Hey you all,
Christmas is almost around the corner and one thing I love to make for Christmas is homemade caramels and other sweet treats, like these sugar-coated almonds you see on the picture below. You can find the recipe →here.
These creamy caramels are so good, I love making caramels the old fashioned way with lots of heavy creams, butter, sugar, and real vanilla, I use one vanilla pod/seeds for this recipe but after all, it´s the holidays so let’s make it a bit more exclusive.
For this recipe, you do need a sugar thermometer, enjoy!
- 2/3 cup + 1 tablespoon (160 gram) unsalted butter
- 1 3/4 cup (400 ml ) heavy cream
- 1 teaspoon sea salt
- Seeds from 1 vanilla bean
- 1 cup ( 340 gram) glucose or light corn syrup or white syrup
- 2 1/4 cups (500 gram ) granulated sugar
- Sea salt to drizzle on top.
- Grease and paper line a baking pan ( 30x 40 cm )and set aside for now.

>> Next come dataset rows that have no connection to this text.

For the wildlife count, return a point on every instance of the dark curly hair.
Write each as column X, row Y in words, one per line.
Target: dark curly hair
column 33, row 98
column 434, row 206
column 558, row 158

- In a large saucepan add heavy cream, butter, salt and seeds from one vanilla bean ( Add the split vanilla bean in the saucepan as well)
- Heat over low heat until the butter melts, When the butter is melted keep the heat on low, but keep an eye on it.
- Place the sugar and glucose ( or light corn syrup) in a large saucepan over medium-high heat. ( do not stir but keep an eye on it at all times)
- At first, you will see small bubbles around the edge of the pan, then it will turn into a beautiful caramel color, As soon as you see it turns into a caramel color you can stir at times, just to prevent it from burning!
- It´s best to use a candy thermometer and let the sugar syrup reach 338 F° ( 170 C°) or until you have a beautiful golden caramel color.
- Turn the saucepan with the cream- butter mixture on medium heat, and slowly pour the hot sugar syrup into the warm cream mixture while whisking!
- The mixture will bubble up and triple in size, so be careful.
- Continue to stir until the caramel reaches 255 F° ( 124 C°)
- Turn off the heat, remove the vanilla bean pods, and immediately pour the caramel into the prepared pan.
- Cool for 15 minutes, then drizzled the top with some sea salt, and cool the pan completely.
- Refrigerate the caramels 4-5 hours.
- Cut the caramels and wrap in wax or baking paper and twist the ends closed!
- Wrapped caramels will keep at room temperature for about 2 weeks, but I prefer keeping these in the fridge!
- This recipe makes around 50-60 pieces.
Merry Christmas to you all, I hope you all have someone to spend the holiday with.